Hofmeyer und Gremmels (SPD): „Wasserversorgung darf nicht privatisiert werden“

Die SPD-Landtagsabgeordneten im Kreis Kassel, Brigitte Hofmeyer (Hofgeismar) und Timon Gremmels (Niestetal) sprechen sich dafür aus, die Trinkwasserversorgung dauerhaft in öffentlicher Hand zu belassen. „Wasser ist ein öffentliches Gut und darf nicht privatisiert werden. Qualität und Bezahlbarkeit von Wasser dürfen nicht leichtfertig aufs Spiel gesetzt werden", fordern die beiden SPD-Politiker.
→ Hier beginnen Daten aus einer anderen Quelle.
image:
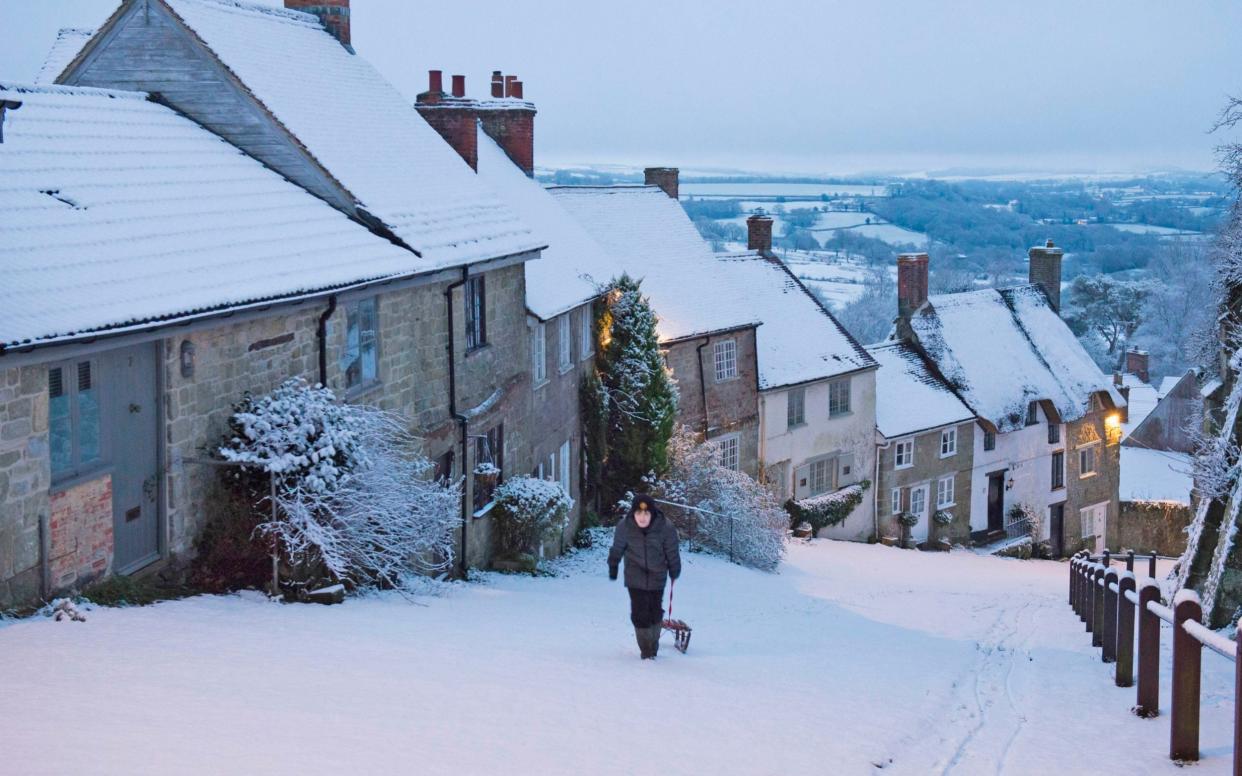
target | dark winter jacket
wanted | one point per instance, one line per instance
(650, 556)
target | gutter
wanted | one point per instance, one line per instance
(462, 420)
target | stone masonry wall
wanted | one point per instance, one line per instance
(25, 476)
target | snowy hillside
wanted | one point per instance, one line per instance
(851, 659)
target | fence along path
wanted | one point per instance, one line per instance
(1110, 604)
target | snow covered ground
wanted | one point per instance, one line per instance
(851, 659)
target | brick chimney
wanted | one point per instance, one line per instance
(666, 178)
(759, 234)
(1138, 364)
(509, 119)
(912, 283)
(1046, 272)
(452, 116)
(334, 15)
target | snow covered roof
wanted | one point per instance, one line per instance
(797, 340)
(68, 42)
(908, 396)
(1001, 349)
(573, 266)
(650, 236)
(1155, 476)
(359, 128)
(116, 211)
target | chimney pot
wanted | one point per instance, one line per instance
(912, 282)
(666, 178)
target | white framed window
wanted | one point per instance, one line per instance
(795, 409)
(821, 476)
(1088, 461)
(948, 442)
(838, 397)
(588, 333)
(729, 446)
(538, 354)
(903, 453)
(564, 343)
(725, 360)
(944, 492)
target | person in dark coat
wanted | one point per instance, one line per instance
(647, 541)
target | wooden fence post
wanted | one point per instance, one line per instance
(1097, 616)
(1149, 652)
(1124, 673)
(1187, 654)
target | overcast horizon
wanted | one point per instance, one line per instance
(820, 88)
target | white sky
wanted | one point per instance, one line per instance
(806, 86)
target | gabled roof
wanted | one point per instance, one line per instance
(799, 340)
(647, 235)
(573, 267)
(116, 212)
(909, 397)
(1004, 349)
(68, 42)
(359, 128)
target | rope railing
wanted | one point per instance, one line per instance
(1114, 605)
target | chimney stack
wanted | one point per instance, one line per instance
(1045, 272)
(912, 282)
(1138, 364)
(511, 121)
(452, 116)
(665, 178)
(333, 14)
(759, 234)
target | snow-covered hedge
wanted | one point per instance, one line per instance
(528, 512)
(353, 492)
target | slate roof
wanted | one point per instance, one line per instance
(360, 129)
(909, 397)
(116, 211)
(1002, 349)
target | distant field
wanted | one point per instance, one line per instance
(774, 190)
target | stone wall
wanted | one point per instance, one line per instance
(25, 477)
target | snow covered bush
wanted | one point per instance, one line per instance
(529, 512)
(353, 493)
(739, 518)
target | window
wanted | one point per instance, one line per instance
(919, 500)
(476, 313)
(729, 446)
(538, 354)
(903, 453)
(838, 397)
(360, 360)
(565, 343)
(796, 407)
(725, 360)
(75, 422)
(944, 492)
(821, 476)
(1058, 469)
(563, 471)
(588, 333)
(948, 442)
(1087, 461)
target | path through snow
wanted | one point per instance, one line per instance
(852, 659)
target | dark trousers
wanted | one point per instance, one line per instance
(645, 610)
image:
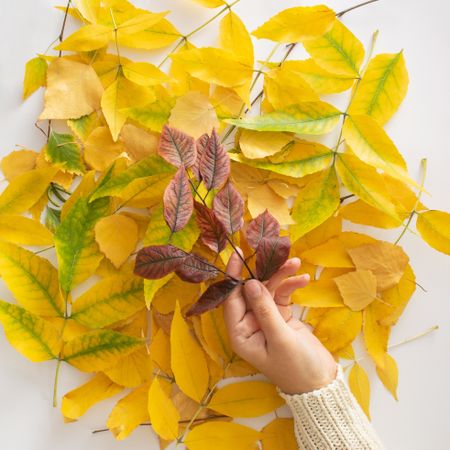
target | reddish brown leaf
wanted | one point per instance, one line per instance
(213, 233)
(265, 225)
(213, 296)
(271, 254)
(200, 145)
(177, 147)
(229, 208)
(196, 269)
(178, 201)
(214, 163)
(156, 261)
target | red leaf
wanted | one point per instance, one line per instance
(213, 296)
(156, 261)
(178, 201)
(229, 208)
(213, 233)
(200, 145)
(214, 163)
(177, 147)
(265, 225)
(196, 269)
(271, 254)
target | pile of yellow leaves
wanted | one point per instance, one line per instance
(93, 195)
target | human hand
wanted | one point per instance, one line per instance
(263, 331)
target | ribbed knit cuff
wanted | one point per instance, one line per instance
(330, 418)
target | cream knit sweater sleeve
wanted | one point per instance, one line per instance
(330, 418)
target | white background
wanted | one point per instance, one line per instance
(420, 420)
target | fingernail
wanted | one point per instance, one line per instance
(252, 289)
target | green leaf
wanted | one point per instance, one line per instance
(33, 337)
(304, 118)
(99, 349)
(76, 249)
(63, 152)
(315, 203)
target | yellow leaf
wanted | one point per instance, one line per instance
(87, 38)
(233, 36)
(322, 81)
(364, 214)
(360, 387)
(222, 436)
(338, 327)
(35, 75)
(193, 114)
(434, 227)
(108, 301)
(315, 203)
(99, 350)
(32, 279)
(297, 24)
(259, 144)
(23, 230)
(187, 359)
(386, 261)
(77, 84)
(370, 143)
(382, 88)
(338, 51)
(18, 162)
(25, 190)
(129, 413)
(116, 236)
(214, 65)
(279, 434)
(365, 182)
(76, 402)
(358, 288)
(318, 294)
(164, 416)
(33, 337)
(246, 399)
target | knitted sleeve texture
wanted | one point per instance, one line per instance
(330, 418)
Hintergrund der Sorgen der SPD-Abgeordneten sind aktuelle Pläne der EU-Kommission und der konservativen Mehrheit im Europarlament, die Kommunen nur zeitlich befristet bis 2020 von einer europaweiten Ausschreibung ihrer Trinkwasserversorgung auszunehmen. "Das ist schlicht Augenwischerei und verschiebt das Problem nur in die Zukunft", so Gremmels. „Das reicht uns nicht. Wir wollen, dass die Kommunen eine gute Wasserversorgung aus öffentlicher Hand dauerhaft sicherstellen können“, ergänzt Hofmeyer.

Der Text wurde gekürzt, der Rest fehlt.